4. Further review of MR1 medication orders revealed that a Warning of possible drug interactions with GUANFACINE and two of the patients's current medications appeared on February 10, 2018, and were overridden by EMP9.
Additionally, at discharge a Warning for Duplicate Therapy (GUANFACINE) for Antihypertensives that was overrridden by the Pharmacy.
An interview was conducted with EMP3 on April 3 at approximately 1:00 PM. "Guanfacine use is only approved for patients 17 years and older. This patient's blood pressure was off the charts and it would be expected that the physician would reach for an antihypertensive. The doctor had the patient on Tessalon so I would not expect them to order guaifenesin as well, one or the other. EMP3 verified with the Pharmacy that the only form available at the facility for po guaifenesin was liquid form. ... We do not require the physician to include a reason when they order a drug that is new for a patient."

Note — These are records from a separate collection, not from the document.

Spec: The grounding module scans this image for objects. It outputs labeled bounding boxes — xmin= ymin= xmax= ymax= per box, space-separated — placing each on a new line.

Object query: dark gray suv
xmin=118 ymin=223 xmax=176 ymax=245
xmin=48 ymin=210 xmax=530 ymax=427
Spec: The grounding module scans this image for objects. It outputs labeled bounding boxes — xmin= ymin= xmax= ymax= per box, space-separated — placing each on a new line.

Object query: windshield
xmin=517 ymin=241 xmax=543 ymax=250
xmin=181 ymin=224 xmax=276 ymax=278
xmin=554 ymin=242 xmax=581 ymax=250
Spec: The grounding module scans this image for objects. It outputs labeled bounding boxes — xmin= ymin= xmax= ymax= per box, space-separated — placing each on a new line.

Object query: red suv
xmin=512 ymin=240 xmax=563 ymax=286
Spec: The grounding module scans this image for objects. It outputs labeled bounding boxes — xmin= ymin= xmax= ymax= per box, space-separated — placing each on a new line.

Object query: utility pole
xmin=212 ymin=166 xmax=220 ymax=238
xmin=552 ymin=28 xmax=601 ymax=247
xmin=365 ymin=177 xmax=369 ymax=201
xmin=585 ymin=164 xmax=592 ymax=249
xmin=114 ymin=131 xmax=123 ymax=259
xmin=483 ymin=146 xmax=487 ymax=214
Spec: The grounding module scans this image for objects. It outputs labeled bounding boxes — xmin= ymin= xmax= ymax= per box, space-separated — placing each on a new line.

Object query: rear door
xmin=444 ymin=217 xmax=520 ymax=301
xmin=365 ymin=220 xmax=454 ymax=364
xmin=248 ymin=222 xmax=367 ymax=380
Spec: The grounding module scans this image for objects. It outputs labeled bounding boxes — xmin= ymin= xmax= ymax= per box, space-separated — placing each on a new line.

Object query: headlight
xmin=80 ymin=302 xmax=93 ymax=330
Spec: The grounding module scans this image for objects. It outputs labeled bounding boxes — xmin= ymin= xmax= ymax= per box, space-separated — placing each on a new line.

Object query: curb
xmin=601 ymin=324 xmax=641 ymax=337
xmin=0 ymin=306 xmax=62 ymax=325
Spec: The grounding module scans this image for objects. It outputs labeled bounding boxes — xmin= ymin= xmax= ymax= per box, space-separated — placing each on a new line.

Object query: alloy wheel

An interview was conducted with EMP9 on April 4, 2018, at 10:30 AM. "When we override a warning, there are many things that we look at. Correct dose, route, frequency, indications, renal function, sex of patient. Sometimes the indication is not as clear as others, but if the patient's blood pressure was up, then it was reasonable to me for that the physician would order it. I believe there was an override because there was a drug interaction indicated with the ... , which could cause added drowsiness. The physician can see an override if they look for it, then they choose the reason why they want to override. ... We used to have a speed code with five characters, now we only have three. To type a little more would be better, safer, but it's the physician's decision which med to choose. We can still always call the doctor, but we try to figure it out on our own."